🤖 AI Summary
This study proposes an integrated framework combining time-series modeling with counterfactual policy simulation to predict weekly-granularity dropout risk among higher education students and evaluate intervention efficacy. Leveraging learning management system logs and administrative withdrawal records, the authors construct a person-period model using discrete-time survival analysis and penalized class-balanced logistic regression, achieving a test-set AUC of 0.8405. A counterfactual policy layer incorporating trigger mechanisms and scheduling contracts enables structured scenario comparisons. Bootstrap subgroup analyses reveal that only shock-type interventions significantly improve student survival rates (ΔS = 0.0819), whereas mechanism-aware interventions exhibit negative effects. Although gender-based survival gaps remain directionally consistent, their magnitude is minimal, highlighting substantial heterogeneity in intervention effectiveness across subpopulations.
📝 Abstract
This study proposes a temporal modeling framework with a counterfactual policy-simulation layer for student dropout in higher education, using LMS engagement data and administrative withdrawal records.
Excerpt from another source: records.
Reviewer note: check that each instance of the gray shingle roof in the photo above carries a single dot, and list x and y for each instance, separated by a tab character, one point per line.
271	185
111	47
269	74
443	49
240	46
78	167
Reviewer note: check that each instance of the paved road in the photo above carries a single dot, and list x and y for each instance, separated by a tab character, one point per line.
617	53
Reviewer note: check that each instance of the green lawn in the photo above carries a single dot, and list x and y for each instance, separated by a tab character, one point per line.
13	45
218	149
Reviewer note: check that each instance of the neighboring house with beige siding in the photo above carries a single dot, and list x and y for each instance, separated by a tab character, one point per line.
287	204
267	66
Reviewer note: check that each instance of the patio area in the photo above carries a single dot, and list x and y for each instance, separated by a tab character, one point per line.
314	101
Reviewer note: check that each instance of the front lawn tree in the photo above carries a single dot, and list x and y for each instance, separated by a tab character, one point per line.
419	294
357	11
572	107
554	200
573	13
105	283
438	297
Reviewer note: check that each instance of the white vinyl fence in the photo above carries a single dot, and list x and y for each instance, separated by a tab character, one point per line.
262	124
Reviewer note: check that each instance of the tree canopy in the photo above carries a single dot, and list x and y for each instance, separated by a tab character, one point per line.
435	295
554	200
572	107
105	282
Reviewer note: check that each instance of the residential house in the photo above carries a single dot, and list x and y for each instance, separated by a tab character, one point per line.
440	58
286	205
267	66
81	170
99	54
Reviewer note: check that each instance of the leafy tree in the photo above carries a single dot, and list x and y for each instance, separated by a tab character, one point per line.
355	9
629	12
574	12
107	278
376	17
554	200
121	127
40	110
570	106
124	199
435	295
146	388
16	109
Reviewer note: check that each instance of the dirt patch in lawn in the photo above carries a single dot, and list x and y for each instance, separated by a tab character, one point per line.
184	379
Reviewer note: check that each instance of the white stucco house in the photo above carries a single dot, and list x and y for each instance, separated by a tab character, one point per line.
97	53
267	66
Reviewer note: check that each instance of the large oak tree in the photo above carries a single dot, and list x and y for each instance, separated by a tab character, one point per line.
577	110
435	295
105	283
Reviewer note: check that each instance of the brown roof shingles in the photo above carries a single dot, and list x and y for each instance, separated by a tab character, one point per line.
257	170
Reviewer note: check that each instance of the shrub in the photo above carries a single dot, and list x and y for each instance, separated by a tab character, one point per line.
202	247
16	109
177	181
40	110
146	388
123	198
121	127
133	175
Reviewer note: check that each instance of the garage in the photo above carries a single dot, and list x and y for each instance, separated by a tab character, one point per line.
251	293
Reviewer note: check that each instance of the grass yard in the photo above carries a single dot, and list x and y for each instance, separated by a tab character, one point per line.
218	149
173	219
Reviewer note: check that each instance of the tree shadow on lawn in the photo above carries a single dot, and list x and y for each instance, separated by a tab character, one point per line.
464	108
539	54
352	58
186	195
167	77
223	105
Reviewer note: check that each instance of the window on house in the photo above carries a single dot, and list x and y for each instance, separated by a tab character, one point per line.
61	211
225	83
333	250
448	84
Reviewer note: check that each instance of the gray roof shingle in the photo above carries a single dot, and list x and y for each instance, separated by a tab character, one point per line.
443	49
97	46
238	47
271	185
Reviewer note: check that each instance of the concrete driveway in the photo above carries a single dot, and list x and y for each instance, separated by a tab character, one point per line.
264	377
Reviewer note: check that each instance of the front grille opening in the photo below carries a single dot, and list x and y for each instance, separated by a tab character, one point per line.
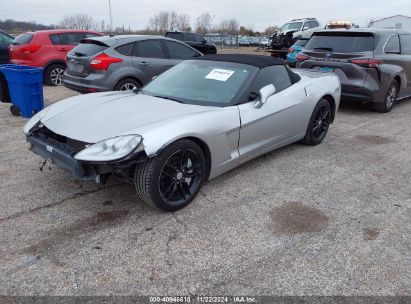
61	141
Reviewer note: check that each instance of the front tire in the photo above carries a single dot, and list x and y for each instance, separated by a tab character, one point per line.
390	99
53	75
127	84
319	123
171	180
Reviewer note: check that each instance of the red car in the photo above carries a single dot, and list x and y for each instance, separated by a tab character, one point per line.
47	49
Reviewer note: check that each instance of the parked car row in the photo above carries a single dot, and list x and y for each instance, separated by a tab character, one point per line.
5	41
194	122
122	62
373	65
185	118
89	64
195	41
48	50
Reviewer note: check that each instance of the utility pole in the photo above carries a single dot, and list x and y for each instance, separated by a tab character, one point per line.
111	16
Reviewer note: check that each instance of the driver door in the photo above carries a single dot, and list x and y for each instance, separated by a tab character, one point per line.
276	123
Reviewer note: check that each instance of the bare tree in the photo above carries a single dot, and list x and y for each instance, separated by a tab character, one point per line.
78	22
204	23
230	27
183	22
270	30
168	21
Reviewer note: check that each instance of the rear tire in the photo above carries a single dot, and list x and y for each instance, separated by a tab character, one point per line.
127	84
390	99
15	110
171	180
53	75
319	123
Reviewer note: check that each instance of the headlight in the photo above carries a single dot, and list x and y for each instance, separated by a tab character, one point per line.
34	121
111	149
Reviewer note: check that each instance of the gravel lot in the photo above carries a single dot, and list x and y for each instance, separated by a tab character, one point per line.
327	220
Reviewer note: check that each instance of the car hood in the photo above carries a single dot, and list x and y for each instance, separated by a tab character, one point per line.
95	117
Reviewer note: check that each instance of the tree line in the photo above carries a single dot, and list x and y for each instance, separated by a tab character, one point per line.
158	24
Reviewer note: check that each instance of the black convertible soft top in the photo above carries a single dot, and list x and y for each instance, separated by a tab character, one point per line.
258	61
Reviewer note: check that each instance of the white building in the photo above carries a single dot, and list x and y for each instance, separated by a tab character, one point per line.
398	22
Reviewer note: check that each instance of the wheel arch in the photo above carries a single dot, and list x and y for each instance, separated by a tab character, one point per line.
397	78
201	143
128	76
48	64
331	100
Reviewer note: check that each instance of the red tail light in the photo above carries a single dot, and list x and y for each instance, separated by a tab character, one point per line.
103	62
302	57
28	49
367	62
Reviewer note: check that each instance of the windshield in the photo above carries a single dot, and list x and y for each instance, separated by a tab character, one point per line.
301	42
344	42
291	26
5	39
201	82
23	39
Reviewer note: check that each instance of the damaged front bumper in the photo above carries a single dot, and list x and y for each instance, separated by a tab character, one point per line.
63	157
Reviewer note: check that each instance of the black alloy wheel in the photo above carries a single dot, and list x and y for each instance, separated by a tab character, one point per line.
180	177
390	99
172	179
319	123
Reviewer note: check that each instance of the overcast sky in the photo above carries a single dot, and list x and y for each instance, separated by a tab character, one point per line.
259	13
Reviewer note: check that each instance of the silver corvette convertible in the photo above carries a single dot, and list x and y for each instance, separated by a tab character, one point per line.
192	123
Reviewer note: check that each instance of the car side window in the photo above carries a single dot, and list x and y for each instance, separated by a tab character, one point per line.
176	36
5	40
393	45
55	39
198	38
276	75
313	24
406	44
90	35
67	38
189	37
148	49
180	51
126	49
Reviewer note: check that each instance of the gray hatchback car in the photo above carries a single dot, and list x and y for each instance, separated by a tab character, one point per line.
119	63
374	65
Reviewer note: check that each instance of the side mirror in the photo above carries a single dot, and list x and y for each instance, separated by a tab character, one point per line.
264	93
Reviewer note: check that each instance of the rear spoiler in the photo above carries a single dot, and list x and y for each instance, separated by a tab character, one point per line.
93	41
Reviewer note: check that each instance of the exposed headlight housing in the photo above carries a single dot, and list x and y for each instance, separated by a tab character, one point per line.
34	121
111	149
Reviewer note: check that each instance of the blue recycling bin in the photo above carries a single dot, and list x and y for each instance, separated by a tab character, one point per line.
26	88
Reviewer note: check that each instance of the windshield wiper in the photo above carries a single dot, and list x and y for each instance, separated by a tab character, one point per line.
168	98
323	49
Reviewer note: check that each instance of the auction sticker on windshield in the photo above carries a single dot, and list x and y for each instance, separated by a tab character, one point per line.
219	74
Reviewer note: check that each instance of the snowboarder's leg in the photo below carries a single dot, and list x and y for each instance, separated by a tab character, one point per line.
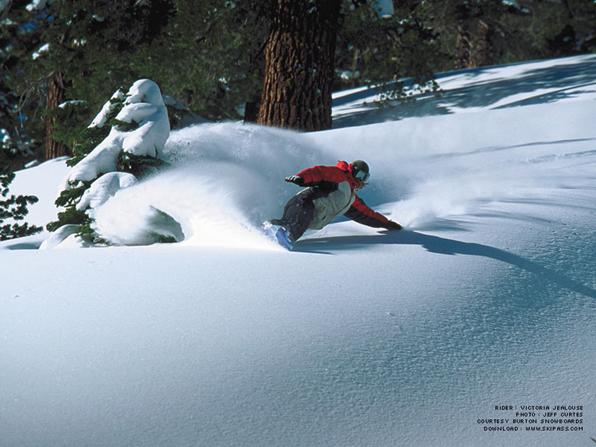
298	214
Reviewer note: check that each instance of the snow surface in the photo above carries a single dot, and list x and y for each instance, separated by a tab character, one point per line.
360	336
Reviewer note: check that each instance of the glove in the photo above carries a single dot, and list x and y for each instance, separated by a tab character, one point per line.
296	179
393	225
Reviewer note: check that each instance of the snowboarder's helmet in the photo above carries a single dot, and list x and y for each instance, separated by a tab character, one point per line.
360	170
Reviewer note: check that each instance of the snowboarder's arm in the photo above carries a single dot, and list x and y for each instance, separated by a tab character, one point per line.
362	214
318	174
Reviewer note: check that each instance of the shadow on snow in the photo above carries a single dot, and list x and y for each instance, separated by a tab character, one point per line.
444	246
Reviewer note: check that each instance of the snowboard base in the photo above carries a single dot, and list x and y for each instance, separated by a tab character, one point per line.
278	234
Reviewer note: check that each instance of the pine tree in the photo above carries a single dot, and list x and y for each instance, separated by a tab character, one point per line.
299	64
13	209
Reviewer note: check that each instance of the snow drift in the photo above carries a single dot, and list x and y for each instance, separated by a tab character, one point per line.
360	337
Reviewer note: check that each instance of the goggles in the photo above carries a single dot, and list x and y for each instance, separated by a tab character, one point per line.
362	176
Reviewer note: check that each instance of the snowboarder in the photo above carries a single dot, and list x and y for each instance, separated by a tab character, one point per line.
330	191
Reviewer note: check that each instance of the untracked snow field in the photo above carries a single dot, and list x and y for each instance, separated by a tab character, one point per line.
360	337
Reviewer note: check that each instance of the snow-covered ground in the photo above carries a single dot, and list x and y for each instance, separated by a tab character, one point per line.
359	337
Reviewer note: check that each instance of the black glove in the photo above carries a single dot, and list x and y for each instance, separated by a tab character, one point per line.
393	225
296	179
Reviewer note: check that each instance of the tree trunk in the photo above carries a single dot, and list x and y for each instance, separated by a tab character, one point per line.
299	64
52	148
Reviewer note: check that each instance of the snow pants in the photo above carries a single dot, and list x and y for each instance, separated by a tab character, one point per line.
298	214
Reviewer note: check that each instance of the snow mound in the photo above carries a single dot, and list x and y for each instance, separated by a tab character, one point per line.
225	180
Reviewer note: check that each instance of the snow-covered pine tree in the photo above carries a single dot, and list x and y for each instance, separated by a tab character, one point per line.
139	127
13	209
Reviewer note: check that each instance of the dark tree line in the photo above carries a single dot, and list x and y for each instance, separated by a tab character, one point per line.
275	62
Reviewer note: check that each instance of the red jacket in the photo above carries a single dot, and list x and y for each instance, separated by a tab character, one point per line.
334	175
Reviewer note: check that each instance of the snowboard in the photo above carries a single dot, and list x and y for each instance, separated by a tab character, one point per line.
278	234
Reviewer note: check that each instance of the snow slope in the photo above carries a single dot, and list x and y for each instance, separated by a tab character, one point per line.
360	337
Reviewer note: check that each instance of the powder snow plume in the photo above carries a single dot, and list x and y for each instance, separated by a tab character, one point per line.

Dropout is operationalized as a time-to-event outcome at the enrollment level; weekly risk is modeled in discrete time via penalized, class-balanced logistic regression over person--period rows. Under a late-event temporal holdout, the model attains row-level AUCs of 0.8350 (train) and 0.8405 (test), with aggregate calibration acceptable but sparsely supported in the highest-risk bins. Ablation analyses indicate performance is sensitive to feature set composition, underscoring the role of temporal engagement signals. A scenario-indexed policy layer produces survival contrasts $\Delta S(T)$ under an explicit trigger/schedule contract: positive contrasts are confined to the shock branch ($T_{\rm policy}=18$: 0.0102, 0.0260, 0.0819), while the mechanism-aware branch is negative ($\Delta S_{\rm mech}(18)=-0.0078$, $\Delta S_{\rm mech}(38)=-0.0134$). A subgroup analysis by gender quantifies scenario-induced survival gaps via bootstrap; contrasts are directionally stable but small. Results are not causally identified; they demonstrate the framework's capacity for internal structural scenario comparison under observational data constraints.